Tech Thoughts Daily Net News – January 27, 2014

Top apps to boost your privacy;  Stay frosty and keep your computer cool;  The tools you need to work on any device;  Microsoft retains weapon to silently scrub XP;  Handy tech to have during an emergency;  Six must-have Ubuntu Unity tweaks;  Encrypt your Android smartphone for paranoid-level security; How to Extend Your iPhone Battery; Cheap or free upgrades to squeeze more power from any PC.

Top apps to boost your privacy – Privacy on the Internet has become a hot issue. Fortunately, there are many apps out there that help to improve your chances of maintaining some shred of privacy. Granted, these aren’t exactly 100 percent PRISM proof, but they’re methods that will significantly improve your chances of having a more anonymous experience on the Web.

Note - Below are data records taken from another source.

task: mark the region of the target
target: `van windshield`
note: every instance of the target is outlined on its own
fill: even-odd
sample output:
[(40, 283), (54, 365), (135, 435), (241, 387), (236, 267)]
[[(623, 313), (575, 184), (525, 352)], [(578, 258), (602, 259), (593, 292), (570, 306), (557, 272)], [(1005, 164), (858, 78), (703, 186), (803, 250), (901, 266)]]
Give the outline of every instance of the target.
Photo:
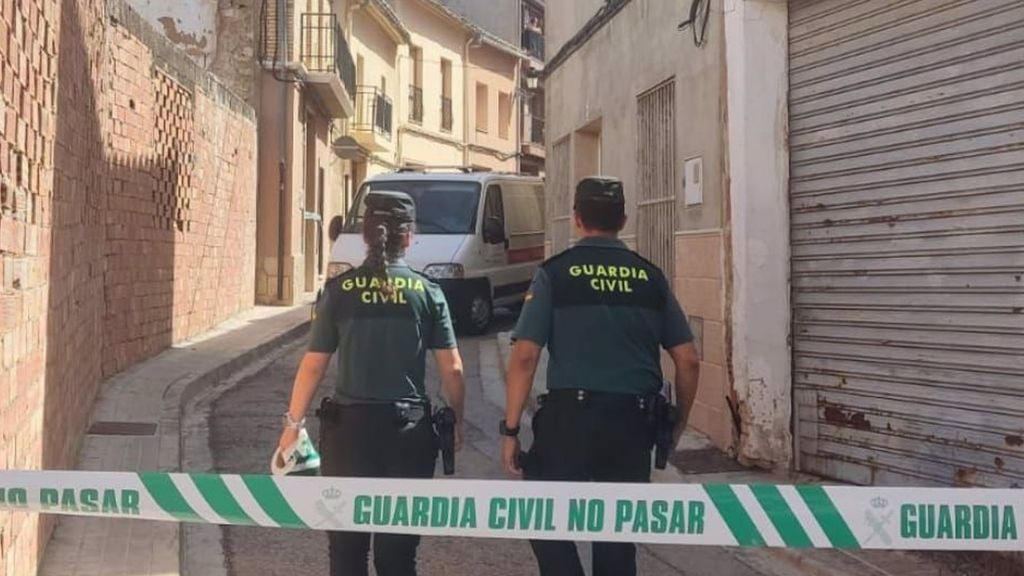
[(480, 184), (449, 180), (368, 182), (359, 189), (345, 232), (362, 234), (363, 198), (369, 191), (405, 192), (416, 202), (417, 234), (472, 234)]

Your ultimate mobile office: The tools you need to work on any device – Whether work follows you out of the office or your office is wherever you happen to be, you can’t be tied down. You need to edit documents, access files, track projects, and more, from your laptop or from any major flavor of mobile device. Here are the tools anyone needs to get work done anywhere.

Stay frosty and keep your computer cool – Put half a dozen doctors in a room and ask them for a diagnosis on the patient in front of them and you may be surprised at the answers you get. The same can be said for many computer related problems and cooling your computer is a case in point.

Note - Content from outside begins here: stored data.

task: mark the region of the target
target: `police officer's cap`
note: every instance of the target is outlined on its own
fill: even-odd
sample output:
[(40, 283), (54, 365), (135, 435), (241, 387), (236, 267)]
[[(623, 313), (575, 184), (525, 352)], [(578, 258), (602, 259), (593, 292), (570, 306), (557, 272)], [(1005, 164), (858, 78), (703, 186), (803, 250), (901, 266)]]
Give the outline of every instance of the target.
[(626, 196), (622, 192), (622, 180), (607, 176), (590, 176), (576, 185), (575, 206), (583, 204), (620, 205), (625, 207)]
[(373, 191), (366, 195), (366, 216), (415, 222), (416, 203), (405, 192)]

Cheap or free upgrades to squeeze more power from any PC – “This PC is so slow!” This is a cry that’s been uttered by PC users since, well, PCs were first invented. Since we don’t think that there’s anyone out there who wouldn’t like to squeeze a little more performance out of their PC, we’ve pulled together six top tips that will help you get the most out of your Windows PC, without having to spend a fortune. These tips will work for any PC running Windows Vista, Windows 7, and Windows 8.

Tech Thoughts Daily Tech News 2

Microsoft retains weapon to silently scrub XP – Microsoft will be able to silently reach into Windows XP PCs for more than a year after it stops patching the aged OS to clean malware-infected machines, sources close to the company confirmed

How to Extend Your iPhone Battery – Whether you know it or not, you have a bunch up apps pulling down new content all day long. That creates a strain on your battery. Here’s how to fix it.

Encrypt your Android smartphone for paranoid-level security – The following steps will work with nearly all Android devices. I will demonstrate using the Verizon-branded Samsung Galaxy S4. Some device instructions may vary (depending upon the device).

Handy tech to have during an emergency – Over the years I’ve learned that having some well-designed kit close to hand can make all the difference during an emergency (small or large). Here’s a look at some of the tech-related kit that I’ve found most useful over the years.

Adobe Releases Photoshop Express 2.0 For Android, Brings an Updated UI and a Host of New Features – Adobe launched Photoshop Express on Android ages ago, and for a long time didn’t do much to improve it. The company has finally gotten back to it with a complete redesign to this free photo editor, and the changes seem overwhelmingly positive. It’s not nearly as powerful as Photoshop Touch, but it’s also worlds easier to use.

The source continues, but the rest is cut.